The measurement session was delivered by Janine Verstraete, Fanni Rencz, Jill Carlton, and Julie Ratcliffe. The speakers presented comparisons between the different descriptive systems, quantitative and qualitative findings from participants’ responses to the EQ-5D and EQ-5D-Y, and an introduction to a non-EuroQol instrument for older people (QOL-ACC). The valuation session was delivered by Bram Roudijk, Donna Rowen, and Matthijs Versteegh, who presented different perspectives on whether we should be considering age-specific value sets. I was most convinced by Donna’s (albeit nascent) idea that we don’t want the same value sets across all ages, but we do want to employ the same values, which, I suppose, might mean consistency in concepts and methods. The challenge is to be clear about what we mean by this.

The plenary sessions were enjoyable and informative, but other parts of the programme were highlights for me.
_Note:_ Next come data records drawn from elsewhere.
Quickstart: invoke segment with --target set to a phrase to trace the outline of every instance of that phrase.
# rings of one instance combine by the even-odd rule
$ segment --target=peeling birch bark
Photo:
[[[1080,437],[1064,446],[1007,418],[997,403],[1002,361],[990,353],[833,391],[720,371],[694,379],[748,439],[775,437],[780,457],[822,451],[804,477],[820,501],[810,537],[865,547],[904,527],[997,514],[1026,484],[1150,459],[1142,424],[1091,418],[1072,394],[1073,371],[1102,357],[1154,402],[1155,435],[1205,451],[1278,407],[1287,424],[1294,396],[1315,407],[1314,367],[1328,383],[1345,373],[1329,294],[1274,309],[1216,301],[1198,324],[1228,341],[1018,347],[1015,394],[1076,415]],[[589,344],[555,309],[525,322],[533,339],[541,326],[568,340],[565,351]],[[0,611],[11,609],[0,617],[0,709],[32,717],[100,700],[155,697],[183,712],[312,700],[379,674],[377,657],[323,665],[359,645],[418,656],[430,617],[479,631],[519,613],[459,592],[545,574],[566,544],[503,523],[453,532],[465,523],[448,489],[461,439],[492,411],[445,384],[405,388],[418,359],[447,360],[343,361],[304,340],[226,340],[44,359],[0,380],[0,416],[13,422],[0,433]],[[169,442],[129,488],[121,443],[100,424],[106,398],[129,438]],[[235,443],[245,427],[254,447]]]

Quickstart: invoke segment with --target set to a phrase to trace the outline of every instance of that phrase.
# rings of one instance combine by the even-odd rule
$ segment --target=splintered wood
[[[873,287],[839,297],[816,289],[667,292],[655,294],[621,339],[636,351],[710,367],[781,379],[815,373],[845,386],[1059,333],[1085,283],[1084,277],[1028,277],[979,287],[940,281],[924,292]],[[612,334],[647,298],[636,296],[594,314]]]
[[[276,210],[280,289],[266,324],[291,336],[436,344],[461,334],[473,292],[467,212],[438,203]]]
The guided poster session was excellent, providing a good 20 minutes or so for the discussion of each poster. There were also smaller group breakout sessions, which effectively enabled more people to have their voices heard during an unstructured discussion.

Which brings me to my big complaint about the meeting. The usual suspects dominated the discussion, especially during the plenary sessions. Don’t get me wrong, we aren’t talking about washed-up researchers with nothing interesting left to say; the older guys (and by guys, I do mean men) are still bringing novel ideas to the table. But we really need to hear from the people who are not the older guys. So here is my plea to any of the older guys who might be reading this. Do not be the first one at the mic; give someone else the opportunity. You’ll have an audience for your opinion another time. And, for the organisers, employ some forceful chairing if they don’t adhere!

For me, the theme of the meeting draws into sharp focus the need for us to do a better job of defining that which the EQ-5D measures, repeatedly referred to as “it” during the conference (definitely not utility, but maybe health-related quality of life). As I articulated in the breakout session, I believe that health-related quality of life is a social construct. Crucially, it is constructed in different ways for different age groups. This seems obvious to me; we do not consider ‘good health’ to mean the same thing for an adult as for an infant. The definition clearly demands more than a simple biological characterisation or a preference-based understanding of health. But my suggestion was summarily dismissed by the room. I hope to find the time to write a blog post about this to convince you all otherwise.

Overall, I enjoyed the meeting a lot, especially catching up with EuroQol friends. Having the meeting dedicated to a theme was an excellent idea that helped to focus everybody’s thinking, and it facilitated real development in members’ perspectives on the research challenges. If we’re voting on a theme for the next meeting, I’m sure you’ll agree that dead/death/dying is the best candidate.